Sebuah istilah yang bagi saya mulanya hanya berkembang
dalam wacana ilmu dan pengetahuan kemudian bergerak pada bahasa di kalangan umum
adalah “energi”. Bila Anda mau meluangkan waktu untuk mengingat, dengan kata
itu Anda bisa menyusun banyak frasa. Mulai perkara makanan, minuman, hingga
praktik supranatural maupun perdukunan. Saya menemukan ingatan “energi” dalam
babak pengkajian ilmu fisika.
Energi memiliki kait kelindan dengan konsep usaha (W)
yang merupakan perkalian antara gaya (F) dengan perpindahan (s). Energi identik
dengan mekanisme kerja. Biar tidak penasaran, saya ingin mengajak Anda membuka Daftar Istilah Fisika (Pusat Pembinaan
dan Pengembangan Bahasa Departemen Pendidikan dan Kebudayaan, 1979) garapan H.

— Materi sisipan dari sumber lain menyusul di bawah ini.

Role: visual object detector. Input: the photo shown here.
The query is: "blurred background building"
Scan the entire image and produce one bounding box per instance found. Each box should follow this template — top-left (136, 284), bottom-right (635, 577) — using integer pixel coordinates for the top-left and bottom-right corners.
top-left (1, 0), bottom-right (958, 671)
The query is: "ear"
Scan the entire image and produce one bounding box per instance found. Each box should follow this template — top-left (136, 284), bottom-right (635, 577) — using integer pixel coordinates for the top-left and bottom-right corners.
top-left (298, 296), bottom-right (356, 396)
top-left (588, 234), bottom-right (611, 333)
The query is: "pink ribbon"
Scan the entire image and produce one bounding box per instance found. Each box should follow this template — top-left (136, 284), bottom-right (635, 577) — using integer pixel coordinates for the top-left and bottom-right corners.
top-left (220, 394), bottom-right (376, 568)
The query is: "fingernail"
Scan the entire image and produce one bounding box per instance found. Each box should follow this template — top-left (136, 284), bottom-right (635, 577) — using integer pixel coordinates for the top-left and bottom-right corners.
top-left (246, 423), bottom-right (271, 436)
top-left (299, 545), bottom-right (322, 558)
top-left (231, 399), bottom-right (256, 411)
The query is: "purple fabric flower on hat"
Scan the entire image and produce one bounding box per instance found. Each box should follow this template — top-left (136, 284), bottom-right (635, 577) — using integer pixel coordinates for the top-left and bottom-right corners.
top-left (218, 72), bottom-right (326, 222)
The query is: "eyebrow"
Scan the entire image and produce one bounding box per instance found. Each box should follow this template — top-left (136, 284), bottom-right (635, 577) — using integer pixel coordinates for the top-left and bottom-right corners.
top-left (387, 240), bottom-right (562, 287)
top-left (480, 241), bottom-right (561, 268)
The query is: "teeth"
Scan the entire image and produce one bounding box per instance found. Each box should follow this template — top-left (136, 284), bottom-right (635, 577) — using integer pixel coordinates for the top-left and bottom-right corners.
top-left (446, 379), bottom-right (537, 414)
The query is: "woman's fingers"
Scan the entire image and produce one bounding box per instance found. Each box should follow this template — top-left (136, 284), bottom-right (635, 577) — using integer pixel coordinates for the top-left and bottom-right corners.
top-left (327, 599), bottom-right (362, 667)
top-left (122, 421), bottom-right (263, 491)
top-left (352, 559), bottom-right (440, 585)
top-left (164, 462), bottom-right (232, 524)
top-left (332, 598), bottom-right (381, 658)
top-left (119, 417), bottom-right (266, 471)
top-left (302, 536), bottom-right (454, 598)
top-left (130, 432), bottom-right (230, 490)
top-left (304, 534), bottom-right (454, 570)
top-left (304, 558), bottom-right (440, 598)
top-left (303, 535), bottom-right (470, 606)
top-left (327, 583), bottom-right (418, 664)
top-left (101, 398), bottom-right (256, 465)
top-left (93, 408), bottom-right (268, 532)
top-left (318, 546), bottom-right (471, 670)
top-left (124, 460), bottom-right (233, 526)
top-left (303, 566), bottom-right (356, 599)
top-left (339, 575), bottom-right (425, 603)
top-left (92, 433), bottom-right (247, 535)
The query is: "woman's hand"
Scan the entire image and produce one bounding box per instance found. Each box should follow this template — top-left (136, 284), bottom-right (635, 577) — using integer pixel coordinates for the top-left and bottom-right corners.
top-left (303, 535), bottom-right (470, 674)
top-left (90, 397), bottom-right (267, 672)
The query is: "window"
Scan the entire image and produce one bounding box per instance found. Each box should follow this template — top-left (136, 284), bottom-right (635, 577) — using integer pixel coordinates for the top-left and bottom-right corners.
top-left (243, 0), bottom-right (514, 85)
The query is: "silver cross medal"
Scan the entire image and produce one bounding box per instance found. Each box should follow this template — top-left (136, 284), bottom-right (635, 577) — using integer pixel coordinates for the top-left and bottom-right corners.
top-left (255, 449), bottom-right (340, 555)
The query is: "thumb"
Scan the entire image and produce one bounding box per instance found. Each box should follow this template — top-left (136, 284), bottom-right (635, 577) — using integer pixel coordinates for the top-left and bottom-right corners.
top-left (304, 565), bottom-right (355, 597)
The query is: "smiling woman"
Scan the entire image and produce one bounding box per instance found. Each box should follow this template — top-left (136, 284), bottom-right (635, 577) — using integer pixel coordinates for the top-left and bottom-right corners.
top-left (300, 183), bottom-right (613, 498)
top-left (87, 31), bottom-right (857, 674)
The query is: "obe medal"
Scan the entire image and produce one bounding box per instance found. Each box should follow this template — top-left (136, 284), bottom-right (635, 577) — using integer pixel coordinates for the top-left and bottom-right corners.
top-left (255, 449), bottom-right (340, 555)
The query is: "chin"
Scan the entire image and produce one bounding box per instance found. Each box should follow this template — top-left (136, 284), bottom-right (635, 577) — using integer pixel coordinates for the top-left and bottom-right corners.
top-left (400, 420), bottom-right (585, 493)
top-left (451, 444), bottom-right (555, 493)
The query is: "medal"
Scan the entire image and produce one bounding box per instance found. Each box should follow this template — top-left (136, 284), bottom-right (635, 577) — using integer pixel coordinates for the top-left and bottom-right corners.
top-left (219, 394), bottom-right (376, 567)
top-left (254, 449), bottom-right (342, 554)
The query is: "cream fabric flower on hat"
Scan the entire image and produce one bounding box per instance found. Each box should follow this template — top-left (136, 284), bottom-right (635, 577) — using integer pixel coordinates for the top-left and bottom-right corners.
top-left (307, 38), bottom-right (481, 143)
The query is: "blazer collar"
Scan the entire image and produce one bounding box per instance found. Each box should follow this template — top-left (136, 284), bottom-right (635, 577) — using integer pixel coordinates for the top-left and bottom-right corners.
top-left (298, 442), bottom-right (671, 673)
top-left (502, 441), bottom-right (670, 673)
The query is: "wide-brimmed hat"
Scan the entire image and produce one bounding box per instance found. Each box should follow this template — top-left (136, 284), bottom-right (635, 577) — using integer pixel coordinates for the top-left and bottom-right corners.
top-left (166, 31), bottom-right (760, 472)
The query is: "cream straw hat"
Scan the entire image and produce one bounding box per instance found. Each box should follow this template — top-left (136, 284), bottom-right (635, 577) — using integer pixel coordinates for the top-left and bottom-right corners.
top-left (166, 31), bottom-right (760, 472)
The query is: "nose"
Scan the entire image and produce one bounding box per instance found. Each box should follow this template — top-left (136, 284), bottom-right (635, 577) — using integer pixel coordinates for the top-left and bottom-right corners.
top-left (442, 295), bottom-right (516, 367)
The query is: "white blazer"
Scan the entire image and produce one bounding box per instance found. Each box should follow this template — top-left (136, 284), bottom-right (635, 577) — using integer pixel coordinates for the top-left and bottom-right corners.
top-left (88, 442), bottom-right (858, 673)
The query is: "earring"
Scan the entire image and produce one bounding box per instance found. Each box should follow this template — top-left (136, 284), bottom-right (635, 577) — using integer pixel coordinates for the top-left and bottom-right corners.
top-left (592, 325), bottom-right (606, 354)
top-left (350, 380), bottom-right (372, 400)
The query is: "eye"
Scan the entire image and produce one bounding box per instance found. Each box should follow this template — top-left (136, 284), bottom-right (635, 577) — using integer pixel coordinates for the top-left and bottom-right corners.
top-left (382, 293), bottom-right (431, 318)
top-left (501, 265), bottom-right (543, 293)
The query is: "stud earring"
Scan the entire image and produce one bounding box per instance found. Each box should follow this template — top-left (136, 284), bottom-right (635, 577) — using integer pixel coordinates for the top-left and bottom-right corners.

Johannes, Liek Wilardjo, dan C. Johannes. Lema “energi” dalam buku itu tidak
kita ketemukan penjelasan gamblang. Namun kita menemukan lema “energi” berupa
padanannya, “tenaga”.
Untuk
mengetahui lebih lanjut, di Kamus Fisika (Balai Pustaka, 2000) susunan Liek Wilardjo
dan Dad Murniah, kita menemukan lema “tenaga” dengan keterangan berupa: dalam
hal tenaga mekanis, tenaga adalah kemampuan untuk melakukan usaha; definisi ini
berlaku pula untuk tenaga elektrik, tetapi kurang tepat untuk tenaga termal,
tenaga kimia, dan sebagainya, apalagi untuk sistem (mekanika kuantum) yang
mempunyai tenaga titik-nol mutlak (energy).
Kita menduga istilah “energi” dalam ruang publik termaknai
pada konsep keberadaan tenaga. Jadi, istilah itu kemudian menjadi sah sekalipun
kita gunakan dalam bahasa kuliner, baik makanan dan minuman. Walaupun demikian,
dalam beberapa kondisi kepatuhan terhadap ide keilmuan, ada beberapa hal yang
perlu digaris bawahi. Baiklah, mari penjelasan di atas kita jadikan sebagai
kerangka analisis untuk membaca sebuah iklan di Majalah Tempo edisi 24 Mei 1986.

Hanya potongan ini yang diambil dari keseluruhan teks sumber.